There are a number of potential treatments for spasmodic dysphonia, including botox, surgery and voice therapy. A number of medications have also been tried including anticholinergics (such as benztropine) which have been found to be effective in 40-50% of people, but which are associated with a number of side effects.
Voice therapy appears to be ineffective in cases of true spasmodic dysphonia, however as it is difficult to distinguish between spasmodic dysphonia and functional dysphonias and misdiagnosis is relatively common, a trial of voice therapy is often recommended before more invasive procedures are tried. Some also state that it is useful for mild symptoms and as an add-on to botox therapy and others report success in more severe cases.
A number of operations that cut one of the nerves of the vocal folds (the recurrent laryngeal nerve) has improved the voice of many for several months to several years but the improvement may be temporary.
An operation called "selective laryngeal adductor denervation-rennervation (SLAD-R)" is effective specifically for adductor spasmodic dysphonia which has shown good outcomes in about 80% of people at 8 years. Post-surgery voices can be imperfect and about 15% of people have significant difficulties. If symptoms do recur this is typically in the first 12 months. Another operation called "recurrent laryngeal nerve avulsion" has positive outcomes of 80% at three years.
Botulinum toxin (Botox)
Botulinum toxin (Botox) is often used to improve some symptoms of spasmodic dysphonia. Whilst the level of evidence for its use is limited, it remains a popular choice for many patients due to the predictability and low chance of long term side effects.
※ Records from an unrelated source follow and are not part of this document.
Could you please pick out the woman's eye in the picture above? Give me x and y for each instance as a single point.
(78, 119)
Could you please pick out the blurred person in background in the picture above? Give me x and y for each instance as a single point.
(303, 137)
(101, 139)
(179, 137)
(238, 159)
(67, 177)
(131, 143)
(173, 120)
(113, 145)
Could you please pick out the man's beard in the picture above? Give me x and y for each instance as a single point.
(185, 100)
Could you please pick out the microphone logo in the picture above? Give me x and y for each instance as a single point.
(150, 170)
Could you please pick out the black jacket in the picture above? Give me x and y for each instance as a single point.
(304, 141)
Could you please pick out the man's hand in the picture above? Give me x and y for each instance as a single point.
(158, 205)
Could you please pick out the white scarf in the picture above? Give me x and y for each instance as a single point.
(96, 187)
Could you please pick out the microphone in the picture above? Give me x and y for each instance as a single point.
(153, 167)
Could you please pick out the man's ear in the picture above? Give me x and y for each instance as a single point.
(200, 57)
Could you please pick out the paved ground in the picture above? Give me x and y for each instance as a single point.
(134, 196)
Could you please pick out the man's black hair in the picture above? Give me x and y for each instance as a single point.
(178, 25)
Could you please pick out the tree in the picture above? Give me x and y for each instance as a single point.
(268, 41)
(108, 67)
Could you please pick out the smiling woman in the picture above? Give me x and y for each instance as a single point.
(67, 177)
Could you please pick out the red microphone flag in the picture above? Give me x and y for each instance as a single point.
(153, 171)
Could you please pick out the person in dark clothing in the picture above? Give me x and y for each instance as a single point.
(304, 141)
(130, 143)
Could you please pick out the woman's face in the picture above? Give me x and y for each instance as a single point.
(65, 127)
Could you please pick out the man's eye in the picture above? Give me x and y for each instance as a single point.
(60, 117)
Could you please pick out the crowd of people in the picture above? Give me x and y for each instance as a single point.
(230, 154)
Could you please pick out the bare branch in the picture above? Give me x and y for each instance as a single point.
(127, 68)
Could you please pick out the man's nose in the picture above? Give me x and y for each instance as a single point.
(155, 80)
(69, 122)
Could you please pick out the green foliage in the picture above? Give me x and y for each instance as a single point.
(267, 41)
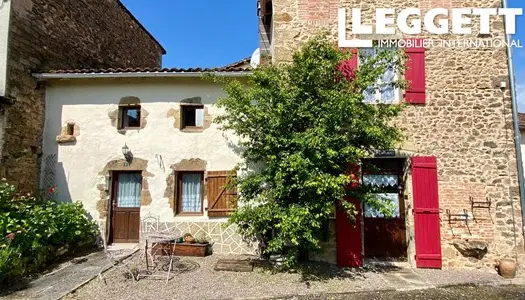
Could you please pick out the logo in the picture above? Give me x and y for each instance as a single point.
(437, 21)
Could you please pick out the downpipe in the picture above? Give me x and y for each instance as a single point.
(517, 137)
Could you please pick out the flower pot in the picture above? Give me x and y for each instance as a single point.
(507, 268)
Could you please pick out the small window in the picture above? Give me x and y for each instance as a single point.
(192, 116)
(128, 189)
(130, 117)
(384, 92)
(189, 191)
(70, 129)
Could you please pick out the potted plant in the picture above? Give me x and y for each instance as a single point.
(188, 238)
(192, 246)
(507, 267)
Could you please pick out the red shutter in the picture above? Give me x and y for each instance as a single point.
(415, 74)
(348, 236)
(426, 212)
(348, 67)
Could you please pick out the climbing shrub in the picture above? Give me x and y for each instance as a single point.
(35, 231)
(301, 126)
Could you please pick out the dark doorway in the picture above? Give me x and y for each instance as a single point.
(385, 236)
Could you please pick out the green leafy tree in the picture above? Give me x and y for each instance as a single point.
(301, 126)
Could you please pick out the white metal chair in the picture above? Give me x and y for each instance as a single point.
(151, 236)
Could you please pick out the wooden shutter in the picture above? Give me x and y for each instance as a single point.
(415, 92)
(349, 236)
(221, 200)
(426, 212)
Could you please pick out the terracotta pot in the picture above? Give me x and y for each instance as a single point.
(507, 268)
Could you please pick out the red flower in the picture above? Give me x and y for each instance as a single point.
(347, 70)
(354, 181)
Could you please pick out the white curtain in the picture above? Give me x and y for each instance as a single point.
(381, 180)
(129, 187)
(383, 91)
(391, 200)
(191, 192)
(199, 117)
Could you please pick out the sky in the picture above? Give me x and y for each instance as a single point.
(208, 33)
(200, 33)
(519, 55)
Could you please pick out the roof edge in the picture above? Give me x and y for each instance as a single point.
(141, 26)
(46, 76)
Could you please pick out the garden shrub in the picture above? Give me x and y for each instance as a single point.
(32, 230)
(302, 126)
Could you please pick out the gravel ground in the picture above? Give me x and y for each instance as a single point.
(204, 283)
(449, 277)
(455, 293)
(312, 281)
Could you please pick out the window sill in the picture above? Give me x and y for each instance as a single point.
(63, 139)
(189, 215)
(192, 129)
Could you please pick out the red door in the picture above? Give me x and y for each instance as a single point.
(426, 212)
(348, 237)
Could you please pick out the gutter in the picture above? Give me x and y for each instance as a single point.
(517, 137)
(136, 75)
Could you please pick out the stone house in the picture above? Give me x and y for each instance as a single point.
(454, 179)
(44, 35)
(133, 144)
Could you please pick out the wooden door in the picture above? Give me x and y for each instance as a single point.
(426, 212)
(348, 237)
(125, 219)
(385, 236)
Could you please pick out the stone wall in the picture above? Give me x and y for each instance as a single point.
(61, 34)
(466, 123)
(224, 239)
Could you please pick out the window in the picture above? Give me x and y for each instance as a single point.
(70, 129)
(189, 192)
(383, 175)
(129, 187)
(192, 116)
(129, 117)
(384, 92)
(388, 183)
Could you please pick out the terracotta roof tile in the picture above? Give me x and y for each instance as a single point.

It results in periods of some improvement. The duration of benefit averages 10–12 weeks before the patient returns to baseline. Repeat injection is required to sustain good vocal production.
Neuroplasticity based re-education
Since the root of the problem is neurological, doctors have explored sensorimotor retraining activities to enable the brain to "rewire" itself and eliminate dystonic movements. The work of Joaquin Farias has shown that sensorimotor retraining activities and proprioceptive stimulation can induce neuroplasticity, making it possible for patients to recover substantial function that was lost due to Dysphonia.